International Journal of Urology

Racial disparity in preoperative C‐reactive protein level for predicting prognosis of patients with non‐metastatic clear cell renal cell carcinoma: INMARC study

Wei Chen 1
Hajime Tanaka 1
Masaki Kobayashi 1
Shohei Fukuda 1
Akinori Nakayama 2
Margaret F. Meagher 3
Soichiro Yoshida 1
Ithaar H. Derweesh 3
Viraj A. Master 4
Akihiro Hirakawa 5
Yasuhisa Fujii 1
Kazutaka Saito 2
Show full list: 12 authors
Publication typeJournal Article
Publication date2025-01-04
scimago Q2
wos Q3
SJR0.663
CiteScore4.7
Impact factor1.8
ISSN09198172, 14422042
Abstract
Background

C‐reactive protein (CRP) is a prognostic biomarker for clear cell renal cell carcinoma (ccRCC). However, there may be potential racial heterogeneity in distribution and prognostic impact of CRP level. We investigated potential racial differences in distribution and prognostic impact of preoperative CRP among Asian (AS), African American (AA), and Caucasian (CAUC) patients with non‐metastatic ccRCC (nmccRCC).

Methods

We retrospectively analyzed 1991 nmccRCC cases (AS/AA/CAUC: n = 968/223/800) undergoing nephrectomy from the international multi‐institutional database. We investigated CRP distributions and optimal cut‐off values for predicting recurrence‐free survival (RFS) and overall survival (OS) using Cox regressions for each racial group. Subgroup analyses considered comorbidities, pathological T stage, and Fuhrman grade.

Results

Preoperative CRP distributions differed significantly among the races, with median values of 0.90 mg/L (interquartile range, 0.40–2.33) for AS, 5.00 mg/L (1.98–12.20) for AA, and 3.55 mg/L (1.41–8.48) for CAUC (p < 0.01). Optimal cut‐off values for RFS were 1.2 mg/L in AS, 2.8 mg/L in AA, and 1.7 mg/L in CAUC, showing C‐indices of 0.77, 0.71, and 0.77, respectively.
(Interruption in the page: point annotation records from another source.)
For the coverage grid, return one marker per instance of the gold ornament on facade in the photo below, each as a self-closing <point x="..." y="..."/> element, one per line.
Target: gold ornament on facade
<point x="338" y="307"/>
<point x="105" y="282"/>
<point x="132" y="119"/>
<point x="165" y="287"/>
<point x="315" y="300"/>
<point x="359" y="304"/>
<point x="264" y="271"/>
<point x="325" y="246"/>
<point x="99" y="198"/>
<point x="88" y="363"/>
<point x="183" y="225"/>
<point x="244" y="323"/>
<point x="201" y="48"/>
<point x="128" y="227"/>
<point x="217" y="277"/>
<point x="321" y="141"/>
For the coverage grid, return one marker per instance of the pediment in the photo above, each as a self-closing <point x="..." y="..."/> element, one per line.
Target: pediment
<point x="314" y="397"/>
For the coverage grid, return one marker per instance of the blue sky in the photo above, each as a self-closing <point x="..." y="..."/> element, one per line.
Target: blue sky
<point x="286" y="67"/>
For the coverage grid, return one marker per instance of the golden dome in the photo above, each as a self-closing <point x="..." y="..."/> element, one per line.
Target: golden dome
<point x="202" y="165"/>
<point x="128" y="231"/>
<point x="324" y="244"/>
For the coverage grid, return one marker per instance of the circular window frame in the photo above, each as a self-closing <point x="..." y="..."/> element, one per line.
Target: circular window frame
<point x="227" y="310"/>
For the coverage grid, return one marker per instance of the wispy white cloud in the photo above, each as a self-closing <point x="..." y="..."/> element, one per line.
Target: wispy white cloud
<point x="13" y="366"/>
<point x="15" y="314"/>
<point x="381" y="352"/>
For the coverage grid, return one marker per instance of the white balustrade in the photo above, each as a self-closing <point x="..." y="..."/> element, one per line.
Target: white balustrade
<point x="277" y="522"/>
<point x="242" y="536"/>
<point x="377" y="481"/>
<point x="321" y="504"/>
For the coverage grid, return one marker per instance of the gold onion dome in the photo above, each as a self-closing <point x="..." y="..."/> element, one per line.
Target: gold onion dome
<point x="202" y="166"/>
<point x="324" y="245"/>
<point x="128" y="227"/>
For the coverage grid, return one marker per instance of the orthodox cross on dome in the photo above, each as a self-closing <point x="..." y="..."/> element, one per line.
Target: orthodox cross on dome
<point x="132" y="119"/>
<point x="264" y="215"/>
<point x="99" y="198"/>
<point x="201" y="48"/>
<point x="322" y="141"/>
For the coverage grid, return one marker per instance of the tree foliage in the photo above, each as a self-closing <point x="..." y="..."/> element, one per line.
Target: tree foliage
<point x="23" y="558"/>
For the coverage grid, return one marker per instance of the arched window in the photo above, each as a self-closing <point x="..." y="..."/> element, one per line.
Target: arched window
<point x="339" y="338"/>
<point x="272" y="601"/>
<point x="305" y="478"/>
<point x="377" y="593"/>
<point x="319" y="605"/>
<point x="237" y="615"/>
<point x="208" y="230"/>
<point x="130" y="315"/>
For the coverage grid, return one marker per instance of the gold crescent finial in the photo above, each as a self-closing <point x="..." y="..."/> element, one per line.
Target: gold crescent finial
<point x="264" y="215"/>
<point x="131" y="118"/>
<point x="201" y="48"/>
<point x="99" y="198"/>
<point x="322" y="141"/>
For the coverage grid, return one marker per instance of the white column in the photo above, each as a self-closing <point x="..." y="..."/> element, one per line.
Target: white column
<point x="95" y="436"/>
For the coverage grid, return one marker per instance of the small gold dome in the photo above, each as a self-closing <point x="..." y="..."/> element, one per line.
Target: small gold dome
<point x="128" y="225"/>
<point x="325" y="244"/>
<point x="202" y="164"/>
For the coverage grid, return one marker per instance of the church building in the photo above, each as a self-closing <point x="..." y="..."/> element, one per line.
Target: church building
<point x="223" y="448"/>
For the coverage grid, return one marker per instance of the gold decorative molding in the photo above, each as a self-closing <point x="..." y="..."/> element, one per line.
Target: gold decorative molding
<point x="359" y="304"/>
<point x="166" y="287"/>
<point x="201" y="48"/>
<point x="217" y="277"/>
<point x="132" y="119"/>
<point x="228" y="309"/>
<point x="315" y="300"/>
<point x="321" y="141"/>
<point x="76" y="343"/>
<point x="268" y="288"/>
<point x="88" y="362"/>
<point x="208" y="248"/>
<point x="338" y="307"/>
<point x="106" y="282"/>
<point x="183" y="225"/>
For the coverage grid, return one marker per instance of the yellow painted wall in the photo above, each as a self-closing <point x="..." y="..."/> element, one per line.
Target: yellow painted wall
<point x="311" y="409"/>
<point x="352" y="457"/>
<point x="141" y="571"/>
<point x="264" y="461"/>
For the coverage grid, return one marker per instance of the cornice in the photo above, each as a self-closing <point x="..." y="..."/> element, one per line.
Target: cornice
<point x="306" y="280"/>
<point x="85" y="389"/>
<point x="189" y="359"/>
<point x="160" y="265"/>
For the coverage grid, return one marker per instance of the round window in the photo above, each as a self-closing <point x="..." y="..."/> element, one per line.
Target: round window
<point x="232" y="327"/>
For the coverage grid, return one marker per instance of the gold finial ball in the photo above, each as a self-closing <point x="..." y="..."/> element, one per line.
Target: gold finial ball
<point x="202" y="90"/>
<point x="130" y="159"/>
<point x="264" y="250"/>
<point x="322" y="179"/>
For OS, they were 1.6 mg/L in AS, 8.3 mg/L in AA, and 9.3 mg/L in CAUC, yielding C‐indices of 0.77, 0.70, and 0.74, respectively. Subgroup analyses revealed varying reference ranges of CRP levels among races (1.1–2.2/2.7–5.0/1.5–3.4 mg/L for RFS, and AS/AA/CAUC: 0.9–3.0/8.0–12.7/8.0–10.4 mg/L for OS, respectively).

Conclusion

The preoperative CRP distributions and their optimal cut‐off values for predicting patient prognosis differed significantly among the races. Using race‐specific cut‐off values, CRP demonstrated consistently high‐prognostic accuracies, which may improve tailored patient management in nmccRCC.